O FSB, segundo a estimativa da Comissão de Valores Mobiliários (CVM), deve ter hoje um patrimônio de R$ 18,7 bilhões, composto essencialmente por ações da Petrobrás e do Banco do Brasil. É um patrimônio reduzido e que não exibe muita liquidez. Por isso, está se prevendo um convênio entre o Banco Central (BC) e o Tesouro para que este possa emitir títulos da dívida federal para cobrir as operações que o BC realizar em nome do FSB no mercado futuro, inclusive com derivativos.

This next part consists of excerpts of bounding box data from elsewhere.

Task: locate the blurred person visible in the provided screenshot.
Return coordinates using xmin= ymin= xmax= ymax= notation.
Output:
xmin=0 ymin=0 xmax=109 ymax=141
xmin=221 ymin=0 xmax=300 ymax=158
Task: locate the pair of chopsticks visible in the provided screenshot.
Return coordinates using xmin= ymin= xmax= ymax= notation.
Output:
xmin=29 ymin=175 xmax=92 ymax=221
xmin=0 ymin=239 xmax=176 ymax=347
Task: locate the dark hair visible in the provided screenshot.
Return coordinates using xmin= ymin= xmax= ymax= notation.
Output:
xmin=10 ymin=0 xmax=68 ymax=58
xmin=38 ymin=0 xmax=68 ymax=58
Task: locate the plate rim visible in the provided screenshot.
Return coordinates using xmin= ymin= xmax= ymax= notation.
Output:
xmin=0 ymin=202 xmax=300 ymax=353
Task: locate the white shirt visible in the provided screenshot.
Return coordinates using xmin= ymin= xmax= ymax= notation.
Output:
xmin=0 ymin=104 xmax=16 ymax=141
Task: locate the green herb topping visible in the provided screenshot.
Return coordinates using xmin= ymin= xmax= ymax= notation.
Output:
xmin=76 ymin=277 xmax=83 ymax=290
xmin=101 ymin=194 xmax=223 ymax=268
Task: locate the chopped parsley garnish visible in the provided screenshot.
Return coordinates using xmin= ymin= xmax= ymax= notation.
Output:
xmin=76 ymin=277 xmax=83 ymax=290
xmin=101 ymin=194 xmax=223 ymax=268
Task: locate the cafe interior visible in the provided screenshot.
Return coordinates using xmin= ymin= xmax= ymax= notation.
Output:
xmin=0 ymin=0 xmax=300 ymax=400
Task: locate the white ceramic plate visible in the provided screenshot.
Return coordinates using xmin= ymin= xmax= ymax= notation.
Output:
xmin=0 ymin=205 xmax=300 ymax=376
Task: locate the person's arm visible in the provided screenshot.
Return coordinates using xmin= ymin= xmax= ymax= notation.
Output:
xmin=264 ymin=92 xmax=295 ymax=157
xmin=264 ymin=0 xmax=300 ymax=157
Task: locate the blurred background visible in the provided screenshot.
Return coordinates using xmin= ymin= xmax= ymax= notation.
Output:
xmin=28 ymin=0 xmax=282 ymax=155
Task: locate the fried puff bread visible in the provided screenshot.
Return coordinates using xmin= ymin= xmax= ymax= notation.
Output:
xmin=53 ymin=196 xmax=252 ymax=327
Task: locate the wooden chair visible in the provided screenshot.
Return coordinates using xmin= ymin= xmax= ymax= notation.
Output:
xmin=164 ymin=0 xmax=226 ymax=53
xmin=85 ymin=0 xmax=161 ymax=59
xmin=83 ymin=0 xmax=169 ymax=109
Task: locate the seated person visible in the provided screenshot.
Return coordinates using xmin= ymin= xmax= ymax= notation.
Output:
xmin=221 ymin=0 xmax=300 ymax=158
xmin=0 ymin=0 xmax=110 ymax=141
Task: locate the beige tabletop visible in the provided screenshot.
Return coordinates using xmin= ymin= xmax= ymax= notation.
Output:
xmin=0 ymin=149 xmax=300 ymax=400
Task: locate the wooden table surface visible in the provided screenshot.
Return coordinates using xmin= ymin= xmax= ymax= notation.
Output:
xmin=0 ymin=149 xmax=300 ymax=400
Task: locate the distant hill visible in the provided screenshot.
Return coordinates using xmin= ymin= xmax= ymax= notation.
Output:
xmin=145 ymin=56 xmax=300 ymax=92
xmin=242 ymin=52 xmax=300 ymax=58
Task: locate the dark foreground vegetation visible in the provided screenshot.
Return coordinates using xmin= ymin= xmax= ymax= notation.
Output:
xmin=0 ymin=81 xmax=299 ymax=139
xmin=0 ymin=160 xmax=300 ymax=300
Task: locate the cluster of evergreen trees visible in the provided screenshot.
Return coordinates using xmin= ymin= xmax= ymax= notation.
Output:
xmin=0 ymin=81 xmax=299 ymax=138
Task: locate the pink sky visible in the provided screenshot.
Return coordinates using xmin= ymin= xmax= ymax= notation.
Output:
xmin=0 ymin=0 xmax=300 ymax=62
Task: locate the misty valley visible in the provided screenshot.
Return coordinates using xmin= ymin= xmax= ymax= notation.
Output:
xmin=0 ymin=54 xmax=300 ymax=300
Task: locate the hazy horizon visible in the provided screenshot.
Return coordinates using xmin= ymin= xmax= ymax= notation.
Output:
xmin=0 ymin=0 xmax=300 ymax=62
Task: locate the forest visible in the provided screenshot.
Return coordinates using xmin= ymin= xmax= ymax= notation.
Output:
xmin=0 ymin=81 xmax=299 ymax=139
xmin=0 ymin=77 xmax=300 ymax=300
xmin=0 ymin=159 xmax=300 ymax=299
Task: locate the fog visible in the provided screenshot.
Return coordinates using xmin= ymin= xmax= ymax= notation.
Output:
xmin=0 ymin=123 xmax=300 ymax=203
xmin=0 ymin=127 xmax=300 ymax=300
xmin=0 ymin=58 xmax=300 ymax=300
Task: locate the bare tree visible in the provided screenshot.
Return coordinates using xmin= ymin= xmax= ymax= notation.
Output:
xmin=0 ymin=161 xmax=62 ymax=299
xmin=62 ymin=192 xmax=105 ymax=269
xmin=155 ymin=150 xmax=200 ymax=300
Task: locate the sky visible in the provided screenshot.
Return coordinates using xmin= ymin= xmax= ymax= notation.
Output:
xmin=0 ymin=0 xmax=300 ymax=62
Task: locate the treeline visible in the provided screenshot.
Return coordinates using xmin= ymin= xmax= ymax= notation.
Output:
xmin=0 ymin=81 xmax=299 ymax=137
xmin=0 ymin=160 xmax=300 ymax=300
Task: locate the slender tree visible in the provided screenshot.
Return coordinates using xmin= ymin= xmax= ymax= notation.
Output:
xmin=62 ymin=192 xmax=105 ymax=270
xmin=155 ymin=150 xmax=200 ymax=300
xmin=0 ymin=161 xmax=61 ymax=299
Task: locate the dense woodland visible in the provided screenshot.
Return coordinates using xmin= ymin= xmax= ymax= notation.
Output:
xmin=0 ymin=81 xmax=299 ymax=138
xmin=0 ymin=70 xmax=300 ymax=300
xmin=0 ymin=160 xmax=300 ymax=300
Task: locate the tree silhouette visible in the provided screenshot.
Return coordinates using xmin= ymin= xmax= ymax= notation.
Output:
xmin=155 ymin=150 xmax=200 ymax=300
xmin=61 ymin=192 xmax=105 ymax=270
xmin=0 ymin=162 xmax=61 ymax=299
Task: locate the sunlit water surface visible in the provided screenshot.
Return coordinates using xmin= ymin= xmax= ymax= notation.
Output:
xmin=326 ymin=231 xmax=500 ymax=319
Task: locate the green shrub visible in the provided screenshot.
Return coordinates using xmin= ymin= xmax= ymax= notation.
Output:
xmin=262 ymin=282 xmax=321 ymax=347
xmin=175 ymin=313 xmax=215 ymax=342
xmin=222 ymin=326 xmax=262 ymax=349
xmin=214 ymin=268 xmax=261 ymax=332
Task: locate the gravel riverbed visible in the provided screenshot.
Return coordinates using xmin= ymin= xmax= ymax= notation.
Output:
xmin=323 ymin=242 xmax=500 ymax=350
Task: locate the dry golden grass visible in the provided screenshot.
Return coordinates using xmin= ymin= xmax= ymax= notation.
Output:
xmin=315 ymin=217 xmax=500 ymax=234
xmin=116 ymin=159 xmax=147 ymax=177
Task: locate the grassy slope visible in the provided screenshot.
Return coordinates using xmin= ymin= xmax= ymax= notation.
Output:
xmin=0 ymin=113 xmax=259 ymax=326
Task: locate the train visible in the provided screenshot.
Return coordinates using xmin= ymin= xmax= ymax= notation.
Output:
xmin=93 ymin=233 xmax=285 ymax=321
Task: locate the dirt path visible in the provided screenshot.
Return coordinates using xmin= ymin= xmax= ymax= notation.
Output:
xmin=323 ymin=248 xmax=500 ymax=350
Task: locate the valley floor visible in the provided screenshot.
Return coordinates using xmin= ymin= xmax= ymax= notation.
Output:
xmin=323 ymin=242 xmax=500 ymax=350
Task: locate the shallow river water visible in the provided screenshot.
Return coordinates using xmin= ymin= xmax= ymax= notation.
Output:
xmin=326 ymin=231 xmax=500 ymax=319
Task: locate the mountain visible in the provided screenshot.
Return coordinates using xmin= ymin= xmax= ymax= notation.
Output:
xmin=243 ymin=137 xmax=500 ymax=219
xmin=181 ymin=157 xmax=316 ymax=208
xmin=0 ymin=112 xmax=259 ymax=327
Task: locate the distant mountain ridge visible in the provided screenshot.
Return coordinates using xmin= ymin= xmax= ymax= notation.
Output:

Isso explica por que o ministro declarou que as operações previstas não têm limites, na medida em que o Tesouro pode oferecer recursos para o BC atuar.
No entanto, é preciso levar em conta que essas operações implicam aumento da dívida pública, enquanto o objetivo é sua redução, mediante o pagamento de juros, que até agora vêm sendo pagos por meio de novas emissões de títulos. Então, o limite acaba sendo dado pelo mercado, que pleiteia juros com base no volume da dívida.
Segundo o ministro, o FSB poderia intervir no mercado futuro até com operações de derivativos, que comportam risco, e afirmou que o BC, quando fez essas operações (que não incluíram derivativos) não sofreu perdas. É uma afirmação audaciosa, pois nas operações de swap reversas, o BC sofreu perdas, com a variação da taxa cambial e da alta da taxa Selic. Foi, aliás, a razão pela qual o FSB está substituindo o BC nessas operações.
Em princípio, um fundo soberano não deveria ter perdas, no entanto, os riscos vinculados a operações com derivativos são importantes. É possível que o ministro tenha mencionado essas operações como forma de sustar um pouco o mercado e assim conseguir "no grito" uma desvalorização da moeda nacional.
De qualquer modo, seria necessário que esse FSB, que será administrado por três pessoas (os ministros da Fazenda e do Planejamento e o presidente do BC) apresente uma transparência que, no entanto, estará normalmente limitada pelas necessidades de manter em sigilo sua capacidade de ação.
O Brasil é um dos raros países em que o mercado cambial futuro é mais importante do que o à vista. Isso justifica atuar no primeiro, que regula o segundo, mas certamente não é necessário atuar no de derivativos.